# Hackerrank: Count the number of palindromes in a given string

I am solving a problem for Hackerrank where I have to count the number of palindromes in a given string.

I have the following code which counts the number of palindromes accurately but times out for large strings. How do I make the code more time-efficient?

def countPalindromes(s):
num_palindrome = 0

for i in range(len(s)):
for j in range(i + 1, len(s) + 1):
substring = s[i: j]
if len(substring) == 1:
num_palindrome += 1
else:
for idx in range(len(substring)):
if substring[idx] != substring[-idx-1]:
num_palindrome -= 1
break
num_palindrome += 1

return num_palindrome

• @BCdotWEB Yes those are very useful :) Here is the list Nov 17 '20 at 3:30
• Why can't you give us the link to the problem? Nov 17 '20 at 13:32
• @superbrain I found the same problem on LeetCode.
– Marc
Nov 17 '20 at 14:33
• @Marc That might have different input size limits, time/memory limits, and test cases, though. Nov 17 '20 at 15:08
• @Marc Oh and different allowed characters, too. For example if it's only letters, then RootTwo's solution could replace j>=0 and k<len(s) with sentinels, like with s = '[' + s + ']' at the start. That would make it faster, but whether that's possible depends on the allowed input characters. Nov 17 '20 at 15:25

For each position in the string your code checks all substrings that start at that position. For example, for s = 'a2b3bb3443bab' and i = 3, the code checks '3', '3b', '3bb', '3bb3', ..., '3bb3443bab'. That is O(n^2) strings to palindrome check.
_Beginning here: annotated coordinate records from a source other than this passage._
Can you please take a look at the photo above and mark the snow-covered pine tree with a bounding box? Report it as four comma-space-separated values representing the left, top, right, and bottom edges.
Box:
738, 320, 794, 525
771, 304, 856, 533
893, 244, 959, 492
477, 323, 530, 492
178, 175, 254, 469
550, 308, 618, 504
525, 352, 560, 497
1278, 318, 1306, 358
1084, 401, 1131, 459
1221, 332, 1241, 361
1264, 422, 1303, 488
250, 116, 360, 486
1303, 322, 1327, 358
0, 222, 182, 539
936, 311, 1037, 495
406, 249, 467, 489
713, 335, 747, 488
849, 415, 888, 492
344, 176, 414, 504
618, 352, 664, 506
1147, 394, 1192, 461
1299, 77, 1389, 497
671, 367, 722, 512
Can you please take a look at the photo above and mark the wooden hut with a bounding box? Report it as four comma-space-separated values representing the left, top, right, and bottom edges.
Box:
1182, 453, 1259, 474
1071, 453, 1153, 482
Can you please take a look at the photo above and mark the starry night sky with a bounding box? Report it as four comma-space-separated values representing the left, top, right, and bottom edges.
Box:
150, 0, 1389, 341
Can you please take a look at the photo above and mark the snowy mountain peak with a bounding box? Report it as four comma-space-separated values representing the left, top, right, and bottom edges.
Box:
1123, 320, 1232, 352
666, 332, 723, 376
Instead, for each position in the string, check for palindomes that are centered on that position. For example, for s = 'a2b3bb3443bab' and i = 3, check the substrings '3', 'b3b', and '2b3bb'. Stop there, because no other string centered on i = 3 can be a palindrome. It also needs to check for palindromes with an even length such as at i = 4, where we check 'bb', '3bb3' and stop at 'b3bb34'. I think it's O(n*p) where p is the average length of a palindrome (which is less than n). It seems to take about 2/3 as long as you code.

def pcount(s):
count = 0

for i in range(len(s)):
# count the odd-length palindromes
# centered at s[i]
j=i
k=i
while j>=0 and k<len(s) and s[j] == s[k]:
count += 1
j -= 1
k += 1

# count the even-length palindromes
# centered at s[i:i+1]
j = i
k = i + 1
while j>=0 and k<len(s) and s[j] == s[k]:
count += 1
j -= 1
k += 1

return count

• How did you measure to get "2/3"? I'd expect a better improvement from switching from O(n^3) to O(n^2). Nov 17 '20 at 13:30
• I just used the %timeit magic in a Jupyter notebook. But I only ran it on fairly short strings (upto 15-20 chars). Nov 17 '20 at 15:58

• Naming: prefer underscores for function names. count_palindromes instead of countPalindromes.
• Checking if a string is palindrome: this part:
if len(substring) == 1:
num_palindrome += 1
else:
for idx in range(len(substring)):
if substring[idx] != substring[-idx-1]:
num_palindrome -= 1
break
num_palindrome += 1

Can be shorten to:
if substring == substring[::-1]:
num_palindrome += 1


Your

            if len(substring) == 1:
num_palindrome += 1
else:


is unnecessary, as the code in the else part can handle single-character substrings as well. Ok, you make that special case faster, but you're making all other cases slower. And there are more of the latter. So this optimization attempt might very well make the solution as a whole slower.

If you do want to avoid the innermost checking for single-character substrings, an easy and faster way is to start j at i + 2 instead of i + 1 (and initialize with num_palindrome = len(s) to make up for it, i.e., "count" the single-character substrings in advance).

A short solution based on RootTwo's:

from os.path import commonprefix

def count_palindromes(s):
return sum(len(commonprefix((s[i::-1], s[k:])))
for i in range(len(s))
for k in (i, i+1))


Demo:

>>> count_palindromes('foo')
4
>>> count_palindromes('mississippi')
20
`

The latter are:

• 11 palindromes of length 1
• 3 palindromes of length 2
• 1 palindrome of length 3
• 3 palindromes of length 4
• 1 palindrome of length 5
• 1 palindrome of length 7

(Pretty nice test case for correctness, I think.)